# Little Moe Question



## LittleMoe (Jul 8, 2018)

I recently picked up a Little Moe 'All nighter' stove. I'm completely new to this world and am wondering if this is a steel or a cast iron stove? I've researched and can't seem to find the answer. Please let me know if anyone knows. Thanks!


----------



## begreen (Jul 8, 2018)

Steel stove with a cast iron door. More info on All Nighters here:
https://www.hearth.com/talk/wiki/all-nighter-stove-co/


----------



## coaly (Jul 8, 2018)

If you use the search feature in the Fisher Forum (keyword All Nighter) you will come up with lots of information since the builder was a Fisher licensed fabricator that lost his license to build Fisher Stoves and became a competitor.
You will find there is an asbestos mat inside under the firebrick you should not tamper with or try to remove. This was due to the shorter than 6 inch legs required on all stoves for floor clearance. They were built lower than other stoves to fit under the hearth opening of an open fireplace on a non-combustible surface, hence extra bottom heat protection.

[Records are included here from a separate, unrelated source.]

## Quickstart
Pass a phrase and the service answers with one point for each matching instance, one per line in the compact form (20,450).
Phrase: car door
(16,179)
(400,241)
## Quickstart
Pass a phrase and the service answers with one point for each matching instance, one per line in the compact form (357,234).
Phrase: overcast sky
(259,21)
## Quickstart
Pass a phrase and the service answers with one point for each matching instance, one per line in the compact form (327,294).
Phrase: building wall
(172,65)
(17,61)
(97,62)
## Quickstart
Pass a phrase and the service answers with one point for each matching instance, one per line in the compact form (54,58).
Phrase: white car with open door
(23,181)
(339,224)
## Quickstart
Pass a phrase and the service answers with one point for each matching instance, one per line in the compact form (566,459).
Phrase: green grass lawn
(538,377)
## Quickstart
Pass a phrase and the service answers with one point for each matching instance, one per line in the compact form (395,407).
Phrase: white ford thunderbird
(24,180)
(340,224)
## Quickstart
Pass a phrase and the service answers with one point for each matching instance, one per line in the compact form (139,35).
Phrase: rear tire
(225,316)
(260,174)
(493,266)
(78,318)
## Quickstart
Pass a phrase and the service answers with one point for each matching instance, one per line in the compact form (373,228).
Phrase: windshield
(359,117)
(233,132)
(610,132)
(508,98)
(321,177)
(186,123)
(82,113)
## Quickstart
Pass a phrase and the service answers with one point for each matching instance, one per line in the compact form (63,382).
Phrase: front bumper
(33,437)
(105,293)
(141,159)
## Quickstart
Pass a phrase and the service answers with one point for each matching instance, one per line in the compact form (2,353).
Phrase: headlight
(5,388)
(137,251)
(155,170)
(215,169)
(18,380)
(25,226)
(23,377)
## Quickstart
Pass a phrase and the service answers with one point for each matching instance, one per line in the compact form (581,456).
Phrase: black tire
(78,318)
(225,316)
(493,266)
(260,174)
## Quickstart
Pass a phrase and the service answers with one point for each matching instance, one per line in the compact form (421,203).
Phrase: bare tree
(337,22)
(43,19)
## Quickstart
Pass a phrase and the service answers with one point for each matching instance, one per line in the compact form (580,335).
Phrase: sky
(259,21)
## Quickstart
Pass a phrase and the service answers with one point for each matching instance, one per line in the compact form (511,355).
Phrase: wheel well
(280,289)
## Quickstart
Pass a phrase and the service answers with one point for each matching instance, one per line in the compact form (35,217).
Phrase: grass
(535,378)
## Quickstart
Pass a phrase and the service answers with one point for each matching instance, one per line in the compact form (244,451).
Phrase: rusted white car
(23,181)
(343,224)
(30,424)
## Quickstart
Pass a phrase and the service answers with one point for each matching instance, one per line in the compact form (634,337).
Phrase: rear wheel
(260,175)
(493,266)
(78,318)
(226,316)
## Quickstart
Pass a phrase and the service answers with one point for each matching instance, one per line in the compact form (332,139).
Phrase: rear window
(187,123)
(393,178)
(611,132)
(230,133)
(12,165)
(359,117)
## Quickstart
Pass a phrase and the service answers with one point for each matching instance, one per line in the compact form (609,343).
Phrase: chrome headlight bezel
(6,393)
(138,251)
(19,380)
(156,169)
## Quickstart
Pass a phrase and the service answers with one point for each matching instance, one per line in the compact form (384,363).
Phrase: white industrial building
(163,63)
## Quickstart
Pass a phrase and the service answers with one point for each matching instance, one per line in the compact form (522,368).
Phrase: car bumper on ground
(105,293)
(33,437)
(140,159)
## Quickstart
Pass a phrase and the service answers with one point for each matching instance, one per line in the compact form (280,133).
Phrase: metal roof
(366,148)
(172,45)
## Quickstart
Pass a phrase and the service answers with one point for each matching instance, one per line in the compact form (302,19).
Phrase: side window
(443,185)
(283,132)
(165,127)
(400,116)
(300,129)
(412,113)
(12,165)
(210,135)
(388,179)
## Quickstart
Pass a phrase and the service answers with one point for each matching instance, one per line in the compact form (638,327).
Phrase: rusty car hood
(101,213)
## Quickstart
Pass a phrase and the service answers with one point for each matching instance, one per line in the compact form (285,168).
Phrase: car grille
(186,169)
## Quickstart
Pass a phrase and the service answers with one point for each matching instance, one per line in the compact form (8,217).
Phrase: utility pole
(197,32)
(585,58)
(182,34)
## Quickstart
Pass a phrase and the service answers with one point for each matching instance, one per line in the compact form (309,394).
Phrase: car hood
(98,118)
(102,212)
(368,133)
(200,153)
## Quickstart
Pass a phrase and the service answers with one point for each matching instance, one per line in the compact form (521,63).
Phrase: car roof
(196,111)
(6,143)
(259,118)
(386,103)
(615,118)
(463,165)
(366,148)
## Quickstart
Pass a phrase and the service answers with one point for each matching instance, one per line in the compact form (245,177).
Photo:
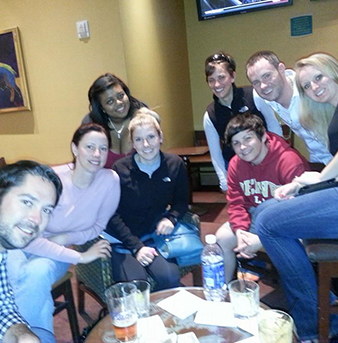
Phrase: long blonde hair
(316,116)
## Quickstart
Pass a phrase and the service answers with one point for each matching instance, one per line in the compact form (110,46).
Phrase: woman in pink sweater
(90,197)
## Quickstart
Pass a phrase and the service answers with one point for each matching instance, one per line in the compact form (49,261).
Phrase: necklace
(115,129)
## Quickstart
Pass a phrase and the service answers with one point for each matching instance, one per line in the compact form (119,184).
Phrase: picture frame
(14,94)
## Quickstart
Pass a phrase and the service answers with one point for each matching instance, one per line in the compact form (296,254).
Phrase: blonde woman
(317,83)
(154,196)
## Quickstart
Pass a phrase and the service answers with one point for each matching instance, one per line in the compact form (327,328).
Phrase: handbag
(318,186)
(184,244)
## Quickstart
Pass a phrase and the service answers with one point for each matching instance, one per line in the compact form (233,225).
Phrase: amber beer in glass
(121,303)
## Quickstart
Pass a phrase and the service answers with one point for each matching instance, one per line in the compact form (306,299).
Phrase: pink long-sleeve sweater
(81,214)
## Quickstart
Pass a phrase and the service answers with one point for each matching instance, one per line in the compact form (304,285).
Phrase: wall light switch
(82,29)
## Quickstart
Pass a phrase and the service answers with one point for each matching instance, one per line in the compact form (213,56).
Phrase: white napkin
(182,304)
(216,313)
(151,330)
(188,337)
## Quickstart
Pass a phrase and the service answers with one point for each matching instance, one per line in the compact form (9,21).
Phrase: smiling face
(115,103)
(268,81)
(25,211)
(92,151)
(147,143)
(220,82)
(317,86)
(248,147)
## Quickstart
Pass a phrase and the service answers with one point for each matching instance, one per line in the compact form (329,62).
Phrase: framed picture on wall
(13,86)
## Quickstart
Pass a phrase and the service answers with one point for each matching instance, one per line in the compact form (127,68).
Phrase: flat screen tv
(210,9)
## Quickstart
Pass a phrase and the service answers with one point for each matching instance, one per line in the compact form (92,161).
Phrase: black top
(333,133)
(220,115)
(144,200)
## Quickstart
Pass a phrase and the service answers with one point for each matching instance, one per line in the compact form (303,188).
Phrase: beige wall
(242,35)
(157,63)
(60,69)
(145,43)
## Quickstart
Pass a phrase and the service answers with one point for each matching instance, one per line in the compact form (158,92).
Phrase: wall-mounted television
(211,9)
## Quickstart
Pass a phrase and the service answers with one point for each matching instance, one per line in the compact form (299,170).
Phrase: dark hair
(12,175)
(266,54)
(242,122)
(99,86)
(86,128)
(219,58)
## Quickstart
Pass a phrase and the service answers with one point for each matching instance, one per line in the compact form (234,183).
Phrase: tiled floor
(215,204)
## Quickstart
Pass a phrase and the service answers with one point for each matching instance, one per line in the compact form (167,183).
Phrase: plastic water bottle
(213,270)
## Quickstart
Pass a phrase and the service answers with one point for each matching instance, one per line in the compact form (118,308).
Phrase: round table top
(204,333)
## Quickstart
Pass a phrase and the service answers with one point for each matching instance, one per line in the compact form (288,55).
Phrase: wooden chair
(95,277)
(324,252)
(63,287)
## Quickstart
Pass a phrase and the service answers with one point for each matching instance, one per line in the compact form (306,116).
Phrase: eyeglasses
(219,57)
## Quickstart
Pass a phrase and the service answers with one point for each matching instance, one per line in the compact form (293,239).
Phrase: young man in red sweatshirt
(263,162)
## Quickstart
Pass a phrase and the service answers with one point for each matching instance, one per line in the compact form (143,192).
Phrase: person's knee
(226,238)
(39,270)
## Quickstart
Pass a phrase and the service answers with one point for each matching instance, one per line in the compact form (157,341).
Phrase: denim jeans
(31,278)
(44,335)
(280,225)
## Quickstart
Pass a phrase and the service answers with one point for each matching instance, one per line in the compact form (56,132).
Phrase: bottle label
(213,275)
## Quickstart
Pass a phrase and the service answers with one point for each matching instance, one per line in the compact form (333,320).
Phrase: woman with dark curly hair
(112,106)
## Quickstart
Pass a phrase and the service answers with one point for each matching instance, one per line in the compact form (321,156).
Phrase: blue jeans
(44,335)
(31,278)
(280,226)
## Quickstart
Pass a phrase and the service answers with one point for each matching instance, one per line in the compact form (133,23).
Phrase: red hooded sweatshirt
(249,185)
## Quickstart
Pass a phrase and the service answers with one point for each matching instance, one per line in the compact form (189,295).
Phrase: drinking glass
(275,326)
(121,305)
(244,297)
(142,297)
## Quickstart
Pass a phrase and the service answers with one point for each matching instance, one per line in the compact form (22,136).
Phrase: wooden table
(186,153)
(207,333)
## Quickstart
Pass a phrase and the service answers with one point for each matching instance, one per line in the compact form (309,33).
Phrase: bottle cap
(210,239)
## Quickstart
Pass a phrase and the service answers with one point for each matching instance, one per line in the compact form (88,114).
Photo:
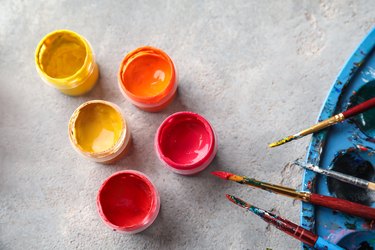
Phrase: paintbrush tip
(282,141)
(221,174)
(237,201)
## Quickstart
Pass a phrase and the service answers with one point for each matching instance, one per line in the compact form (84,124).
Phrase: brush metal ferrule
(277,189)
(323,124)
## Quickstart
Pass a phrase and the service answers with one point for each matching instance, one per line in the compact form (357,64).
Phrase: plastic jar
(66,61)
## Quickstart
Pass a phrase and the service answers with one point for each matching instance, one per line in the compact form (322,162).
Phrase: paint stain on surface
(365,121)
(364,245)
(351,163)
(350,225)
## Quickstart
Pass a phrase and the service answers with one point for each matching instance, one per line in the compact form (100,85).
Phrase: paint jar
(128,201)
(186,143)
(98,131)
(147,78)
(66,61)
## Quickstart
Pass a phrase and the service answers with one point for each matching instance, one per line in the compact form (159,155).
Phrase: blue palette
(347,143)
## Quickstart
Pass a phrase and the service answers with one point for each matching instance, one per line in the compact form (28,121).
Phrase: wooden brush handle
(343,206)
(371,186)
(360,108)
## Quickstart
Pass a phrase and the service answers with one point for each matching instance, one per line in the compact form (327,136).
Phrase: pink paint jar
(186,143)
(128,202)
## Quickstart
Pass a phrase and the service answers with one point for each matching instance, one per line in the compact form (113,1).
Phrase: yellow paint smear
(63,55)
(98,127)
(147,75)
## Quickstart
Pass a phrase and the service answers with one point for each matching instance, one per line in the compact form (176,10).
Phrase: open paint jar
(128,201)
(186,143)
(66,61)
(98,131)
(147,78)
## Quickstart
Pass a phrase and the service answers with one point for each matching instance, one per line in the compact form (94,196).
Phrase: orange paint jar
(147,78)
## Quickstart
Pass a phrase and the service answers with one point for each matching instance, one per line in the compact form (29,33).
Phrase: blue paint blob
(351,163)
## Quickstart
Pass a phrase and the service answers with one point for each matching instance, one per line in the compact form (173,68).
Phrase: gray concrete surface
(257,70)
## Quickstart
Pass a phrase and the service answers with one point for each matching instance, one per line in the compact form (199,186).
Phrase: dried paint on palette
(366,120)
(353,163)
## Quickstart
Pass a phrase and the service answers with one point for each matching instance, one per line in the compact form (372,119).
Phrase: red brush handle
(360,108)
(343,206)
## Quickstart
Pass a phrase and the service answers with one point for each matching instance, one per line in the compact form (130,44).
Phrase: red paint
(222,174)
(128,201)
(343,206)
(186,142)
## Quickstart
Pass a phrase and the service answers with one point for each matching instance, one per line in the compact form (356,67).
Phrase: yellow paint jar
(98,131)
(65,60)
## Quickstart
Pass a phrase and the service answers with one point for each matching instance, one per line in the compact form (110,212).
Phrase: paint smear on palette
(365,121)
(360,240)
(352,163)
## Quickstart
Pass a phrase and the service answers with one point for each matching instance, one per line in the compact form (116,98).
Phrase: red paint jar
(128,201)
(147,78)
(186,143)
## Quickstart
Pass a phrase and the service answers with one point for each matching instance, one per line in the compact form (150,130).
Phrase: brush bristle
(222,174)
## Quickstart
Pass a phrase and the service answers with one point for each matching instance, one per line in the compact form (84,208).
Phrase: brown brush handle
(360,108)
(344,206)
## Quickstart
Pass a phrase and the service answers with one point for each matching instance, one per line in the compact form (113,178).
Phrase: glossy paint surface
(63,55)
(343,137)
(65,60)
(98,127)
(147,75)
(128,201)
(147,78)
(185,140)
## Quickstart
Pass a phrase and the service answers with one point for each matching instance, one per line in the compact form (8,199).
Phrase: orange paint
(147,77)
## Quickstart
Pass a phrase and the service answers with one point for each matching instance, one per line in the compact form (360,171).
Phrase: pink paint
(186,143)
(128,201)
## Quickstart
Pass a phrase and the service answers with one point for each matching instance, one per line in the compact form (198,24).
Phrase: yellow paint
(65,60)
(98,127)
(64,56)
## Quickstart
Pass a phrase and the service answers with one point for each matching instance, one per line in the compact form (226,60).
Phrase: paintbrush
(360,108)
(286,226)
(341,205)
(339,176)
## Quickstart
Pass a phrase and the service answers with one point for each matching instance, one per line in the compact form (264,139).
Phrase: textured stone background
(257,70)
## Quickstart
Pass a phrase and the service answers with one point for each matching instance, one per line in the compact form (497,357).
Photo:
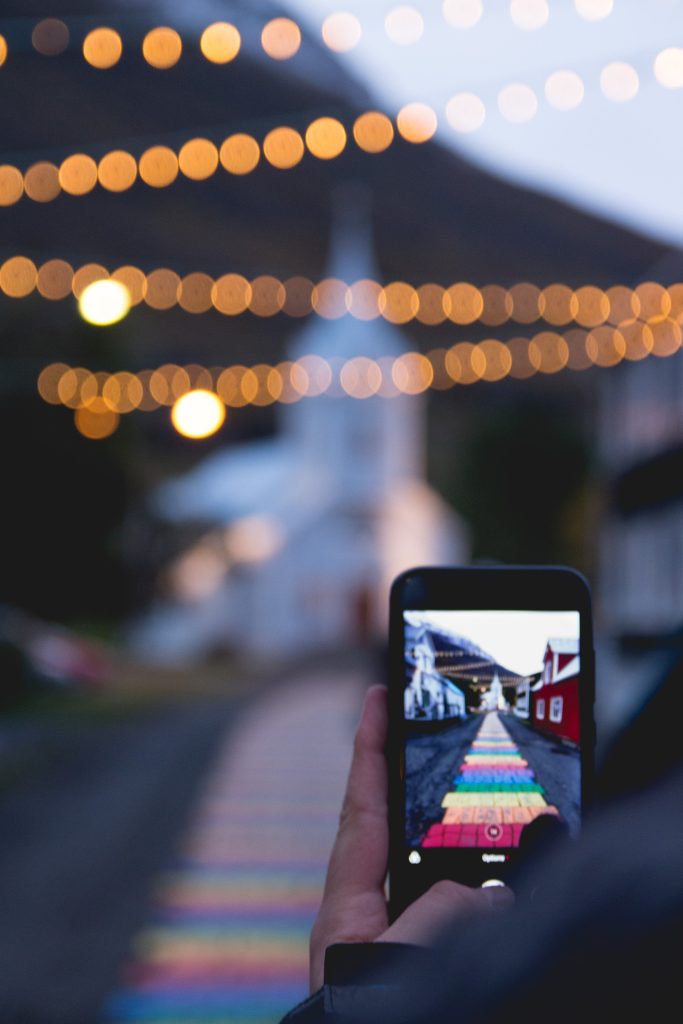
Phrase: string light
(399,302)
(281,37)
(283,147)
(208,392)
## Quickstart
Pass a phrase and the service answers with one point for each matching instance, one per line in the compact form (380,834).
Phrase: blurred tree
(521,483)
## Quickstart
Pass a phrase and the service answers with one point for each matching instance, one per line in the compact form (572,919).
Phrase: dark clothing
(596,933)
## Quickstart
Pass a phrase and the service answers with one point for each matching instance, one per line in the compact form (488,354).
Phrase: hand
(353,907)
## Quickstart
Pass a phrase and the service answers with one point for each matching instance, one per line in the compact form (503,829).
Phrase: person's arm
(353,907)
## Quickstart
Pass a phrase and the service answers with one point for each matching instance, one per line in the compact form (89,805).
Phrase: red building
(555,697)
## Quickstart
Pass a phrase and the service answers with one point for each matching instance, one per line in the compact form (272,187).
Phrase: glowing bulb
(466,112)
(669,68)
(341,32)
(619,82)
(198,414)
(103,302)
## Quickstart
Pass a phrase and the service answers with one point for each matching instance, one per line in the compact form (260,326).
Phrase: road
(84,834)
(172,863)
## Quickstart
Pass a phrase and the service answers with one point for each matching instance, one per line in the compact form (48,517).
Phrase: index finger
(358,858)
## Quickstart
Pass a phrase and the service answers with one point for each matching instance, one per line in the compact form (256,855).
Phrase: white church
(305,530)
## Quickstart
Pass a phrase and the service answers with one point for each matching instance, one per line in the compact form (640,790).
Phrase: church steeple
(368,444)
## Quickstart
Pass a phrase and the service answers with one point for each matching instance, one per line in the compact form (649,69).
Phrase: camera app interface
(492,727)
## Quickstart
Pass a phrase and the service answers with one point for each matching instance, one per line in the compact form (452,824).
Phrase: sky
(515,639)
(619,159)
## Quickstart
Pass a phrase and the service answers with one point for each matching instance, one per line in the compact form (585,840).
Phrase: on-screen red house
(555,697)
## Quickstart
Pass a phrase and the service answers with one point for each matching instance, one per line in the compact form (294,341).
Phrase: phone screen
(492,729)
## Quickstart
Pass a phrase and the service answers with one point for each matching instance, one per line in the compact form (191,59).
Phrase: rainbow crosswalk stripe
(227,936)
(494,796)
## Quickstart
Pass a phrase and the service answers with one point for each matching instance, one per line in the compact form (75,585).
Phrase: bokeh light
(117,171)
(623,304)
(497,305)
(240,154)
(48,381)
(331,298)
(364,299)
(398,302)
(417,122)
(228,386)
(17,276)
(198,159)
(267,295)
(529,14)
(669,68)
(403,26)
(163,289)
(102,48)
(360,377)
(198,414)
(196,290)
(412,373)
(462,13)
(135,282)
(85,275)
(78,174)
(430,304)
(592,306)
(558,304)
(463,303)
(517,102)
(666,335)
(521,367)
(466,112)
(54,280)
(41,181)
(548,352)
(373,132)
(525,302)
(50,37)
(95,420)
(564,90)
(326,137)
(281,38)
(162,47)
(605,346)
(283,147)
(11,184)
(231,294)
(465,364)
(620,82)
(159,166)
(341,32)
(498,360)
(104,302)
(638,339)
(652,299)
(220,42)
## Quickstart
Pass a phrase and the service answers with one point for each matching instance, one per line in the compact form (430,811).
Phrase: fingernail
(499,897)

The stove box is made of 1/4 inch thick plate steel and your top may be 5/16 thick if built like a Fisher. (the air tubes when provided were the thinnest part of firebox and most susceptible to rusting through) You can measure the top thickness easily with an open end wrench (1/4 inch or 5/16 fit over the edge to measure thickness). Cast iron and steel plate is the same molten iron, simply pored in a mold when cast or rolled hot or cold into sheets when used as steel plate. The molecular structure cools differently giving them different characteristics, good and bad for stove use. Cast iron is much more brittle and difficult to weld but moves heat more readily, so it was favored for stove building until Bob Fisher was credited with building the first steel plate stove. (some still favor cast iron) It was much faster to cast a door with hinges and air intakes than to fabricate one from steel plate fro mass stove production. A cast iron stove is multiple pieces bolted together which requires periodic replacement of gasket material and sealing of joints where assembled. They are not a welded one piece unit such as yours.


----------



## BIGChrisNH (Aug 6, 2018)

Yep, steel plate with a cast iron door. Great stoves too!


----------



## bholler (Aug 7, 2018)

BIGChrisNH said:


> Yep, steel plate with a cast iron door. Great stoves too!


Well that depends on your definition of great.  They are very durable and well made.  But not efficient or clean burning at as ll


----------